Limited editions vary from 9 or 15 to the more general 100 or 200, right up to 1000 and 2000. The higher the edition number, the less relevant the 'limit' is.

Some photographers and artists have several limited editions for each image - an edition of 10 for a big print, an edition of 100 for a small print, and an edition of another 100 if they sell the first two. It's okay to have different editions for different print sizes, as long as you do this at the start. It is not okay to extend an edition into other sizes if you're lucky enough to sell out of your first edition.


So, the prints are framed and the exhibition has been hung in the venue. Everything looks great, the floor has been swept and you're sitting at the gallery, waiting, waiting, waiting…

Exhibitions need publicity. If your gallery is in a busy shopping area, it still needs publicity.

More established galleries have a clientele and an on-going marketing program to ensure a thoroughfare of visitors. There's nothing like receiving an invitation to get you to a gallery - people like to be invited.

Most exhibitions have an opening night, but it is not essential. If you do, it is usual to arrange drinks and nibbles, plus you'll need someone to serve them. Family and friends can do a wonderful job, drinks can probably be delivered by a local pub and food by a caterer. Of course, the more you do yourself, the less it will cost because an opening night can significantly increase your exhibition budget.

I wrote a story about Stavros Pippos several years ago in Better Photography (Shades of Ochre). In it, Stavros described how he exhibited his work and while sales were good, he also sold a lot of books which he produced to coincide with the exhibition. He found that the many people who didn't want to spend $1000 on a print were happy to outlay $60 to $80 for a book. I have followed Stavros' advice myself and found it to work very well.

So how much should you charge for your prints? This is totally up to you, but you need to factor in not only the cost of the print and frame, but the gallery commission (or rent), and the cost of the frames you don't sell.

Let's take an example. Say you sell your print for $600. Deduct one third commission ($200) and the cost of the print and frame - say another $200. This leaves you with $200 'profit'. Let's say you have 12 prints and you sell six of them - a good result. The profit from the six you sell (6 x $200 = $1200) will pay for the prints and frames for the ones you didn't sell. And there is no allowance for your opening night expenses. So, good exposure, but no profit.

Let's put the price up to $900. Now you are making $400 profit per print, but you might only sell four of the 12 prints. That leaves you with $1600 to cover the $1600 it cost to make the eight prints that didn't sell. Again, no profit.

Now deduct the cost of your time sitting with the exhibition, not to mention taking the photos and preparing the prints. There are many ways to cut costs, but how photographers charging $400 to $600 a print can make it work in a gallery situation I don't know! Chances are they can't, so there must be something else in it for them.
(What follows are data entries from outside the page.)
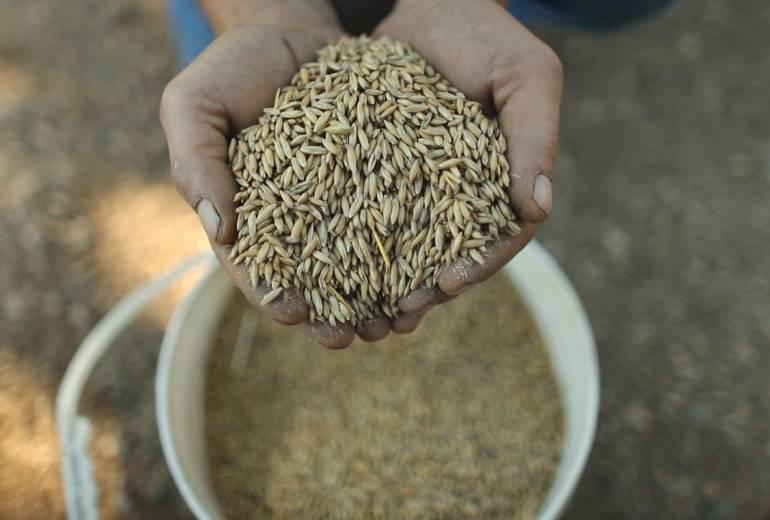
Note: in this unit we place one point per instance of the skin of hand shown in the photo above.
(483, 51)
(260, 46)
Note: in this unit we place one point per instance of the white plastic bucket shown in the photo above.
(560, 317)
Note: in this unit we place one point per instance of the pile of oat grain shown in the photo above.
(368, 175)
(461, 419)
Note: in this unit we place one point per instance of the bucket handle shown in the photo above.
(80, 489)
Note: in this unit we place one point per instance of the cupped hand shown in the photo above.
(483, 51)
(223, 91)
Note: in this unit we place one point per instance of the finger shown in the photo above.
(288, 308)
(195, 130)
(529, 118)
(423, 299)
(374, 330)
(406, 323)
(464, 273)
(214, 97)
(334, 338)
(504, 66)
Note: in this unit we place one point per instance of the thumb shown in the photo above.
(196, 129)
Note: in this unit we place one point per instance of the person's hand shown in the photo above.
(488, 55)
(261, 46)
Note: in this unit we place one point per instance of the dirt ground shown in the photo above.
(661, 221)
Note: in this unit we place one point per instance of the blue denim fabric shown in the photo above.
(193, 33)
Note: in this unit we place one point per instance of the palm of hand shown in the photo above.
(228, 86)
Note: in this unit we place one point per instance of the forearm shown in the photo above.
(224, 14)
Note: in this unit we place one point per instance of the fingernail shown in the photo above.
(542, 193)
(209, 218)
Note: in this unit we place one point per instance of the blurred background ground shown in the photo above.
(661, 221)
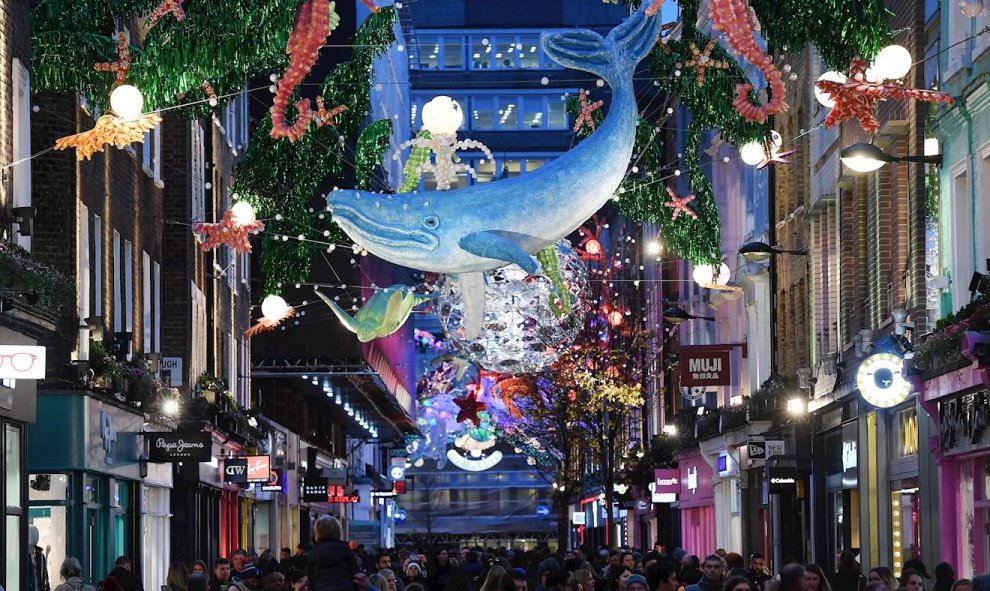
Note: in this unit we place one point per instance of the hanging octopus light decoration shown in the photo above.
(737, 21)
(314, 22)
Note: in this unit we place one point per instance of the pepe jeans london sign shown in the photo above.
(179, 447)
(705, 366)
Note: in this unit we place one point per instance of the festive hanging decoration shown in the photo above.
(229, 231)
(680, 204)
(586, 110)
(470, 407)
(858, 98)
(734, 19)
(109, 130)
(701, 61)
(166, 7)
(384, 312)
(524, 326)
(121, 66)
(314, 22)
(488, 225)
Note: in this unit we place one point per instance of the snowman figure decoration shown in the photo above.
(442, 116)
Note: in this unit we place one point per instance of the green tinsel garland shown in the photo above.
(281, 177)
(370, 150)
(222, 43)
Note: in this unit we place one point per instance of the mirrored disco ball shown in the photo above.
(528, 321)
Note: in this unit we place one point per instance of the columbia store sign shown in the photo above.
(706, 365)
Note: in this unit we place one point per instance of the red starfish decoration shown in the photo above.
(680, 204)
(470, 407)
(122, 66)
(167, 6)
(586, 110)
(775, 158)
(229, 232)
(858, 98)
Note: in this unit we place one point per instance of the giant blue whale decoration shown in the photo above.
(465, 232)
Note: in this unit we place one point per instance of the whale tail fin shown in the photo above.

There is. We all have to start somewhere, so the object when you begin exhibiting your work isn't to make a huge profit, rather to be 'collected' and purchased. Then, over time, you can build your profile and increase your prices to a profitable point.

In any event, exhibiting your work is a lot of fun and worthwhile doing at least once. Why not set yourself an exhibition as a project for next year - you'll be amazed how quickly the time passes!

This is an office-turned-gallery where Tania Niwa, David Oliver, Jo Felk and I exhibited in Neutral Bay many years ago. We tried small prints because a previous photographer had been very successful - unfortunately, we weren't so successful with this size, at least not in this area with this clientele. Also, the gallery was up a set of stairs, so we didn't have a lot of passing trade. Location, location, location and lots of marketing are essential.